It would be really easy to go off on one and deliver my take on Covid-19. 

And yes, it would be my take so not quite like anyone else’s — and after all, we’ve all got our own take on this. Oh yes.

But despite the absolute shedloads of research I’ve been doing, and the extraordinarily eclectic mix of fascinating rabbit holes I’ve wriggled down, I’ve yet to emerge with enough to add anything of much coherence to all the noise out there.

So, for now, I’ll keep my peace and instead share a tiny experience that triggered a train of meandering thought…

Molly Dog and I were ambling along the edge of a field a little while ago. It was during that first blast of glorious weather we were treated to hereabouts in south-east England as lockdown in the UK kicked in. The sun was shining, the sky was wall-to-wall blue. I was thinking of nothing in particular that I can recall and then I heard it…

…from across the field, unfiltered and crystal clear, came the sound of a cockerel doing an absolutely textbook ‘cock-a-doodle-do’.

And I was pitched right back to the image of me as a very small girl, in a mountain auberge somewhere in the Alps. Or perhaps the Pyrenees. Either way, I would have been no more than five, en route with my parents on one of their summer expeditions, in this case to or from either the French Cote D’Azur or Spain.
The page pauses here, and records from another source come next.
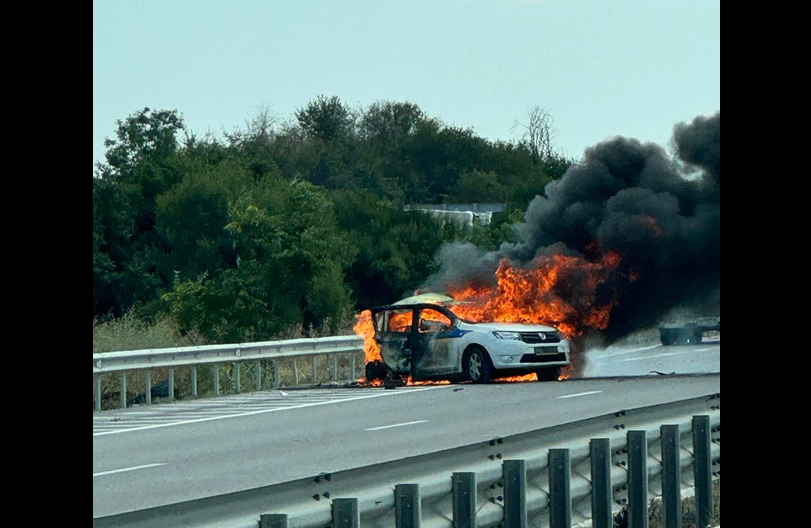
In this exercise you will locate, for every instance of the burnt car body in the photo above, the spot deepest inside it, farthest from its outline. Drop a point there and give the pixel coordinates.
(427, 341)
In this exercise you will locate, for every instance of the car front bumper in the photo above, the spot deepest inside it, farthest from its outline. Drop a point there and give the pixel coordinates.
(514, 355)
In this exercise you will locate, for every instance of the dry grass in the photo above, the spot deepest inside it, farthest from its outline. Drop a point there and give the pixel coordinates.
(131, 332)
(689, 512)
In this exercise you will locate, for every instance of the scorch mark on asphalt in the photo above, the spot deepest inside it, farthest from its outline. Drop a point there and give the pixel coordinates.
(122, 470)
(397, 425)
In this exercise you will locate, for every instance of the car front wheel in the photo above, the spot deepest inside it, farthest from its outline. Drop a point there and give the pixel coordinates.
(549, 374)
(478, 368)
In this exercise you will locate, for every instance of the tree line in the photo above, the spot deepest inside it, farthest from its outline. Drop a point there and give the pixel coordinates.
(295, 222)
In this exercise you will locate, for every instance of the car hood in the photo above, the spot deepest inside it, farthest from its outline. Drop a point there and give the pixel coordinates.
(505, 327)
From somewhere I’ve dredged up Barcelonette, a town in the southern French Alps, and in the absence of any way of confirming one way or the other let’s stick with that. 

So, going with Barcelonette, we would have wound our way up through the mountains to get there late afternoon or early evening. Arriving at the target hotel, my Mum would have been despatched to ask — in her immaculate French — whether they had ‘deux chambres pour une nuit’. (From a very early age, I had my own room in hotels — seems a little weird now, but it was of course my normal back then.)

Clearly, in Barcelonette they said ‘oui, nous avons les deux chambres’.

And what I recall most about this hotel — apart from the sunshine, the high summer edge taken off its heat by the altitude — was the wood, the dark wood. It was, unsurprisingly given the location, a genuine alpine chalet and perhaps this was the first time I’d seen that much wood in one place. (Whatever, it appears to have left its mark because — given absolute free rein — I would choose to spend my indoor life mostly in a chalet, and probably one in the mountains. Provided the mountains were near the sea, of course, or a river, or a lake…)

But the wood wasn’t the only thing to make a large and lasting impression. There was also the chickens. Again, perhaps this was a first for this city child: maybe this was the first time I’d joined the dots in real life between the hens in my picture books and the eggs on my plate. Because I recall both from that short interlude in the mountains — the chickens pecking around outside the hotel, and the gob-smackingly delicious, vibrant boiled egg on my plate the following morning.

And I also recall — even more vividly than all that wood and all those chickens — the sound of the resident cockerel. Again, it seems highly likely this was the first time I’d heard a cock crow and I lay in my bed in my little chalet room, looking out of the window at the blue, blue sky mesmerised by this amazing sound heralding a new day. And, if you think about it, it is an amazing sound. 

The cockerel carried on as I ate my egg in the tiny hotel restaurant — oddly, I don’t recall the meal in there the night before at all — and I could still hear him as we packed up the car, as Dad paid the bill from his French Francs wallet, and then as we made our way down the mountain. 

That whole interlude in the late 1950s must have made its way deep into my unconscious. So deep that whenever I hear a cockerel — and particularly so on clear, sunny, days — I am unfailingly instantly transported back to that auberge and the very small me logging a moment of wonder.

As Molly and I continued our walk, I pondered other sounds that trigger memories for me and came up with quite a few — music, mostly, which I know is a common human experience. I played about with a few as we headed home, not all of them bringers of joy, but then came another crystal clear cock-a-doodle-do and there was no contest: that one wins hands down, every time.